His injured shoulder was still bandaged, but he’d pulled his jacket on again, like armor. Even from this distance, I could see the way his expression shifted. Shock first. Then something harder, sharper.

Our eyes met. For a moment, the world went silent.

I didn’t move. Couldn’t. The blood on my lips felt like a brand. My hands still trembled faintly from the hunt, the ghost of the hare’s heartbeat echoing in my palms.

He saw everything. The body at my feet. The way I’d bent over it. The red smeared across my mouth. Kit didn’t shout. Didn’t reach for a weapon. He just stared, and somehow, that was worse.

“Kit,” I said, though I knew he couldn’t hear me from this far. My voice cracked anyway.

He didn’t respond. Didn’t turn away. Shame settled cold and heavy in my gut.

This was it, the turning point. The part where the fragile, impossible thing between us cracked wide open. I’d been fooling myself thinking Kit could ever see me as anything but what I was.

A monster. The thought made my stomach twist. I’d spent months convincing myself I wasn’t.

That I could live quietly, feed cleanly, hurt no one. But in that moment, with his eyes on me and the dead animal cooling at my feet, I saw what he saw.

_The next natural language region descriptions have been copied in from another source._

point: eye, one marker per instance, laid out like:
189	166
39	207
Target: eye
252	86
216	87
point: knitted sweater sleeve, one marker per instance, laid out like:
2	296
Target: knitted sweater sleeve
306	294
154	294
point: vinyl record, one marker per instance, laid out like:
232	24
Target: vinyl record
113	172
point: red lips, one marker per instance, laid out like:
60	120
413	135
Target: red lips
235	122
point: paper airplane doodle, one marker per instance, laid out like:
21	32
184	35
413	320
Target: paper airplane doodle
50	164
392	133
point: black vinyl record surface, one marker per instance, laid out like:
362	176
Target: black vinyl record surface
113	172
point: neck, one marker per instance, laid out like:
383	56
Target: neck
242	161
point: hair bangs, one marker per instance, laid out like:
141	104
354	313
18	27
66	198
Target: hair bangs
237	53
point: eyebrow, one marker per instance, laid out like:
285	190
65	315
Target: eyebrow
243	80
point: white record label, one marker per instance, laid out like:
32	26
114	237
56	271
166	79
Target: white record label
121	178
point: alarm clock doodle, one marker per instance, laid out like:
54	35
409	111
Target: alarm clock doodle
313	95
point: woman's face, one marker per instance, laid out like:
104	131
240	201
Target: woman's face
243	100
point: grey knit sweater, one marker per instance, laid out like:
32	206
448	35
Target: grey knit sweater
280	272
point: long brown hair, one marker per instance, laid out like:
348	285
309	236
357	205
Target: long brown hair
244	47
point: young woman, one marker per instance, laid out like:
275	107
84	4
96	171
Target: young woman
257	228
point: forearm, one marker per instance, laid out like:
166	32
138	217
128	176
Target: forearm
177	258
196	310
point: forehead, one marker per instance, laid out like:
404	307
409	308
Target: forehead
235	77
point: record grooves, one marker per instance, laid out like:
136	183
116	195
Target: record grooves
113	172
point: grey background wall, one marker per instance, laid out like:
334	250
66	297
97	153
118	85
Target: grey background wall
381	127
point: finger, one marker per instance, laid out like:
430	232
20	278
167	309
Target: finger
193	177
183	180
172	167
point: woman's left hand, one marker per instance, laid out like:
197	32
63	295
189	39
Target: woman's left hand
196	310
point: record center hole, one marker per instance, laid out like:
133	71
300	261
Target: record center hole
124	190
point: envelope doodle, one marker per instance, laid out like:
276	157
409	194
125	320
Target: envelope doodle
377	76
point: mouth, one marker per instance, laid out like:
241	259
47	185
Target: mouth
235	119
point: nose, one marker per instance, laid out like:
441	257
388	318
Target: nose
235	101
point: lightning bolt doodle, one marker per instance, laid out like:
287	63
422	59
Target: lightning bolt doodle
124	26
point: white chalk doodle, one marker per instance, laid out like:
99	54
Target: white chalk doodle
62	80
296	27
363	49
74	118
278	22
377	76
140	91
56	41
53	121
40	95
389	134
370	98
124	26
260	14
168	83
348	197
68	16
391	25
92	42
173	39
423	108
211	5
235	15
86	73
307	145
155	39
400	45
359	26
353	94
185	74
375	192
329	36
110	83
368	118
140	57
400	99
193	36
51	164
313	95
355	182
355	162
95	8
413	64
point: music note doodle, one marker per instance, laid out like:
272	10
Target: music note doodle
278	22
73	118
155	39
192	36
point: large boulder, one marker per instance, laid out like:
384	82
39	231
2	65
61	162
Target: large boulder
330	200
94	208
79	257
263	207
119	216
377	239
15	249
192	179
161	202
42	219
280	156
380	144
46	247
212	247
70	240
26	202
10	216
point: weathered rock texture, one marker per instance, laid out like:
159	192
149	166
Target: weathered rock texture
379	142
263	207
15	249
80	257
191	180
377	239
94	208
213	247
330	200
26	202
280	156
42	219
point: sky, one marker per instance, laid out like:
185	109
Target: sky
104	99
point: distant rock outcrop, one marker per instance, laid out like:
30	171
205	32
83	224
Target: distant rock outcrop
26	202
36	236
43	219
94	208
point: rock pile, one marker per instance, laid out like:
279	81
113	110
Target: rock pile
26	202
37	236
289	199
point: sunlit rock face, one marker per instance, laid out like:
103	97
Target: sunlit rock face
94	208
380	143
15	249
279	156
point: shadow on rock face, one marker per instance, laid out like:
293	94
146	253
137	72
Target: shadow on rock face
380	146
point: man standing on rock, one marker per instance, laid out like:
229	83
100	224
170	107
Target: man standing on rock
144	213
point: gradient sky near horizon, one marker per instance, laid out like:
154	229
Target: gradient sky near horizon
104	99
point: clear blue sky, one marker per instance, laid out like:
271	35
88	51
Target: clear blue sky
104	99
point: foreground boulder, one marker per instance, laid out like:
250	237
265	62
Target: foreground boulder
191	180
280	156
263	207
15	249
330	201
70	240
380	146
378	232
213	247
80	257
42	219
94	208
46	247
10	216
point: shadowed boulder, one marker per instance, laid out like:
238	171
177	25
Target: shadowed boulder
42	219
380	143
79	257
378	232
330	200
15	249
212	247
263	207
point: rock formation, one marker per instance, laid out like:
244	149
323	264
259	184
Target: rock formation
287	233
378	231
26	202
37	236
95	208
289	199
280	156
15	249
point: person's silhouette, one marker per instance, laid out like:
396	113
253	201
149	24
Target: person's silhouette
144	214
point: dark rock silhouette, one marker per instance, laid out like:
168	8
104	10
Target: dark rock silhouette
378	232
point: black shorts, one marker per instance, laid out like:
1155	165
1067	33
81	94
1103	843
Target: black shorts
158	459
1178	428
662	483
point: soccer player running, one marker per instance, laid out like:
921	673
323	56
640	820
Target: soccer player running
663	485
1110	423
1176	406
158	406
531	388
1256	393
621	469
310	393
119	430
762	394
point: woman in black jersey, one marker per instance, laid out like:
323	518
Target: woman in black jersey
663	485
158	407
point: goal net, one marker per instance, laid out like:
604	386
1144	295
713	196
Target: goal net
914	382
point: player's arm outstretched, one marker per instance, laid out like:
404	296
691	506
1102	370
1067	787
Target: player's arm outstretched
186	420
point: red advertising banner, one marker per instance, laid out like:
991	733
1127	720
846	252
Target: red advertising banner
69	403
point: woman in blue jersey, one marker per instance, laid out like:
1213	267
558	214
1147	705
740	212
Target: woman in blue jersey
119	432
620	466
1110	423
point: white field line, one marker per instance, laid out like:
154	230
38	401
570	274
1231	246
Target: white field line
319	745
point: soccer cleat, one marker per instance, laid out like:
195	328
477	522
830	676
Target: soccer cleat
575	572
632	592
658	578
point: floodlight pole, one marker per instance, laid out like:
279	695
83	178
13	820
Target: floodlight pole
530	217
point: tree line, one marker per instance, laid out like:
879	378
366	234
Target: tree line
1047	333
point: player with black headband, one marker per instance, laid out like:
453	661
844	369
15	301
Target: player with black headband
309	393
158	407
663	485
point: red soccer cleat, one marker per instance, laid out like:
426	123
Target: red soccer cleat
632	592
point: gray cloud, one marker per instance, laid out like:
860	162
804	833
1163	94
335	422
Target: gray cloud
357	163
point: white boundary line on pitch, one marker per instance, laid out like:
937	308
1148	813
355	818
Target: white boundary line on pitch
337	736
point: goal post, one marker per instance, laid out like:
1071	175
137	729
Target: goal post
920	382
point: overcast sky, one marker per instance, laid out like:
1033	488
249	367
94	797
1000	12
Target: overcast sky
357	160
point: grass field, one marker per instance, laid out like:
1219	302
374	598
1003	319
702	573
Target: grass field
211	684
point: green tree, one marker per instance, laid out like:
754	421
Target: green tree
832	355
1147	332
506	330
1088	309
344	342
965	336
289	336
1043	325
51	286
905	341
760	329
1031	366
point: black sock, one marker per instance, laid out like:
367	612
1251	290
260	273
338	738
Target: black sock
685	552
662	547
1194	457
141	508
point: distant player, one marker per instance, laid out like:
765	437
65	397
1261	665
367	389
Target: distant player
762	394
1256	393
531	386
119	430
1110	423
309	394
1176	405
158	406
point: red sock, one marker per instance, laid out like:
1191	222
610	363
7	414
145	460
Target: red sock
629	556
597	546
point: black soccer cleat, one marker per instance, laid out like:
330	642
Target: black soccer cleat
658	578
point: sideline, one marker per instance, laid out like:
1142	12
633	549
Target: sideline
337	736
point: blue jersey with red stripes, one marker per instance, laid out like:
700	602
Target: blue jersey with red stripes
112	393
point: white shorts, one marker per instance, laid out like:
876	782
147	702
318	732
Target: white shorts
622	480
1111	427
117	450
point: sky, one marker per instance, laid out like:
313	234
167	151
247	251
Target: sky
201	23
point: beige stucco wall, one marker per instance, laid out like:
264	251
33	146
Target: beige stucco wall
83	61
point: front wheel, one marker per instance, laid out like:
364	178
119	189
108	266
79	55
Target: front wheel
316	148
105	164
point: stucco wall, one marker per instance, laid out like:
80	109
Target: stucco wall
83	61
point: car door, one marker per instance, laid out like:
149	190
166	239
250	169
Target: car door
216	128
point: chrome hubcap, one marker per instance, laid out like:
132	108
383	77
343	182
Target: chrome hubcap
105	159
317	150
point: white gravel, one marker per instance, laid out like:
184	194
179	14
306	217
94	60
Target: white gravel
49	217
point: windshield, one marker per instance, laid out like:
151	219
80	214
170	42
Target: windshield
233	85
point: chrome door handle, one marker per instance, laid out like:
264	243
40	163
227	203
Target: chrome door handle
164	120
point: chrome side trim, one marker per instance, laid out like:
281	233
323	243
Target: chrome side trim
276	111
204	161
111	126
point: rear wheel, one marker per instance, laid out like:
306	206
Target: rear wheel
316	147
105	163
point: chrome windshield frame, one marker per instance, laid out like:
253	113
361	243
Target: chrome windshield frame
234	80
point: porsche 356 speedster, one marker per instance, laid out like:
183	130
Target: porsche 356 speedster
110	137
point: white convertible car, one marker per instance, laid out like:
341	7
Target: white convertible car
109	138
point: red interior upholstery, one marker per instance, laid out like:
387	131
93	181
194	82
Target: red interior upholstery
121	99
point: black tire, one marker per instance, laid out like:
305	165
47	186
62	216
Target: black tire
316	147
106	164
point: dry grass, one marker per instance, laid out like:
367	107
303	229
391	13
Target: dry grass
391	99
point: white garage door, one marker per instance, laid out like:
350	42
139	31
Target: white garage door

A creature bent over a body. Blood smeared across his face. A thing pretending at humanity. I wanted to wipe it away, to hide it somehow. But what would that change?

The damage was done. The worst part wasn’t even the disgust I expected to see in him. It was the look underneath it. Something like disappointment.

That cut deeper than anything else.

I took a step back, breaking the connection between us. My hands felt useless, clumsy. The forest seemed suddenly too quiet, the smell of blood too thick.

I turned away and wiped my mouth again, this time with the inside of my sleeve. The taste lingered, bitter and wrong. By the time I looked back up, Kit was gone from the window.

I didn’t know what that meant.

For a moment, I stood there, caught between the urge to flee and the pull of something heavier. The need to explain, even if he’d never believe me.

But running wouldn’t fix it, and if I left now, he’d assume the worst. That I’d fed on someone else and that I couldn’t be trusted. So I went back slowly.